Lemons and Cherries
In 1970 the economist George Akerlof wrote a famous paper called 'The Market for Lemons: Quality Uncertainty and the Market Mechanism'. It focused on how some used cars sold might be 'lemons' (slang for a car found to be defective after purchase) and others 'cherries' (cars that were sound). The problem, Akerlof noted, was that as buyers did not have as much information as sellers they ran the risk of buying a lemon and not a cherry.
The same happens in the recruitment environment. Hiring companies always have to take a chance when hiring; in many scenarios employees do turn out to be lemons. This results in major issues for an employer, not least the financial costs of a failed hire. So, here's what you'd typically do when buying a car - and how you can apply it to hiring.
- You’d decide what car you want and why – a people-carrier for your family, a Porsche because you fancy some fun, and so on. In the same way, it is imperative you have a clear understanding of what person you want to recruit and why; a job description helps but it is not enough on its own.

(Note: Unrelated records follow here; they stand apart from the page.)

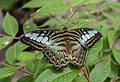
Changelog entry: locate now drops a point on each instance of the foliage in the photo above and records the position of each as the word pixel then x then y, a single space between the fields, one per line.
pixel 103 59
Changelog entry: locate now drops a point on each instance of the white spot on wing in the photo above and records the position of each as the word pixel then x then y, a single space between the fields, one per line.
pixel 34 37
pixel 39 38
pixel 84 38
pixel 95 31
pixel 44 40
pixel 27 34
pixel 88 36
pixel 81 40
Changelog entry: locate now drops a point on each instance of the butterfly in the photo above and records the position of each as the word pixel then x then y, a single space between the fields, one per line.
pixel 62 47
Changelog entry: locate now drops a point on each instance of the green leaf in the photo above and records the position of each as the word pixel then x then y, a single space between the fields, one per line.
pixel 51 6
pixel 5 72
pixel 4 41
pixel 50 76
pixel 28 26
pixel 83 2
pixel 93 53
pixel 100 72
pixel 114 5
pixel 6 79
pixel 80 78
pixel 10 25
pixel 111 37
pixel 12 52
pixel 114 71
pixel 25 56
pixel 34 4
pixel 26 79
pixel 116 54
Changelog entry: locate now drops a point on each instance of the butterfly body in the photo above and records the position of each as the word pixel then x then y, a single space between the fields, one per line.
pixel 62 47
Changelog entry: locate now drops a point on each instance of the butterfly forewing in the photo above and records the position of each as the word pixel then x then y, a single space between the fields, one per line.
pixel 39 39
pixel 62 47
pixel 88 36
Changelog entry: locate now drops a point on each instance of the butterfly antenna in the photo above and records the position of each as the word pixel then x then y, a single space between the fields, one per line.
pixel 71 16
pixel 58 20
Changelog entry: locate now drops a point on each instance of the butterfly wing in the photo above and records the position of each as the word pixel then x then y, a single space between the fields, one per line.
pixel 88 36
pixel 43 40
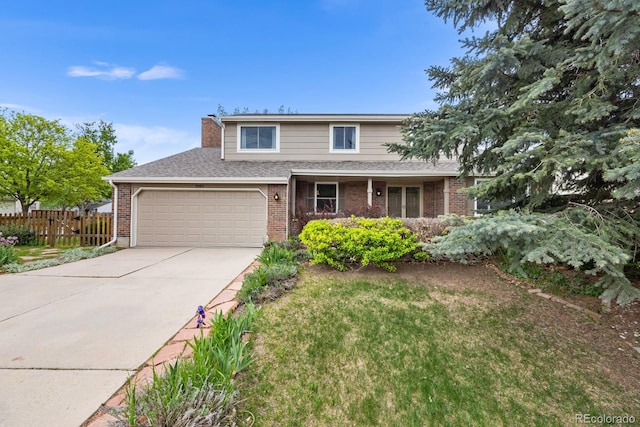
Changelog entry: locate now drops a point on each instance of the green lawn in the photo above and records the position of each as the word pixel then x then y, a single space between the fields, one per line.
pixel 380 350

- You next choose where you’re going to buy the car from – a private sale, an auction, or a reputable dealer. There may be higher costs involved with a dealer but you’d hopefully get a better service and some shared risk (i.e. a warranty and full service). Apply the same to your search based on your needs and the risk involved – do you want to advertise, use your own network, engage a recruiter, or retain an executive search firm?
- Some people may only view one car but most people will compare different vehicles and choose their preferred option – I can’t stress enough how risky it is to interview only one candidate.

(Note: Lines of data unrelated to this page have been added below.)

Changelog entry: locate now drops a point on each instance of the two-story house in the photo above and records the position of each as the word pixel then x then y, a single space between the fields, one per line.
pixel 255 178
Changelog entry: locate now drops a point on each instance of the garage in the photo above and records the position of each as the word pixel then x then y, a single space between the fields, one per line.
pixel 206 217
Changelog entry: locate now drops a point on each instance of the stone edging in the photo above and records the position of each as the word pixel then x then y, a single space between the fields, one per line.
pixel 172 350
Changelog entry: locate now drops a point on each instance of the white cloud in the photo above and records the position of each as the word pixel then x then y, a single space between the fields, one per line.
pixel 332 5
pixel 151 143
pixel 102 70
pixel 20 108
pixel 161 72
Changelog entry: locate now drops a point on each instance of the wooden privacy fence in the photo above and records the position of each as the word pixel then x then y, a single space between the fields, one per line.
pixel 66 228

- Test-driving a car is an essential means of assessing what the car may be like in the long run, and it also helps you to spot any defects – so try and include a case study/scenario/presentation in your recruitment process and see how candidates perform.
- Cars will full service histories are considered safer purchases and I always look through the vehicle documents after a test drive. Candidates often have a range of supporting documents such as proof of earnings and reference letters. View them!

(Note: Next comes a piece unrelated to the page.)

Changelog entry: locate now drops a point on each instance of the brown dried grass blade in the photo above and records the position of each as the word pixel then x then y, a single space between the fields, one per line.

- We all see adverts from car data companies asking for us to call or text them to find out more about the vehicle in question… in the same way, calling at least two referees about a candidate can be really useful. Watch out for our guide to taking references which will be uploaded to the website in the next few weeks.
- When considering price and negotiation, looking at comparable car prices on the Internet and in magazines is often the norm, so as a hiring company find out what the current average market salaries are – don’t simply stick to your internal salary scales because ‘that’s what we have paid in the last five years’. Good recruiters are a great source of advice.
- Once you’ve agreed the purchase you go away, sort out the cash or bank transfer and pay on time, then collect the car on time. Do the same after a candidate verbally accepts an offer from you – get the paperwork to them on schedule and make their transition into your company as smooth as possible.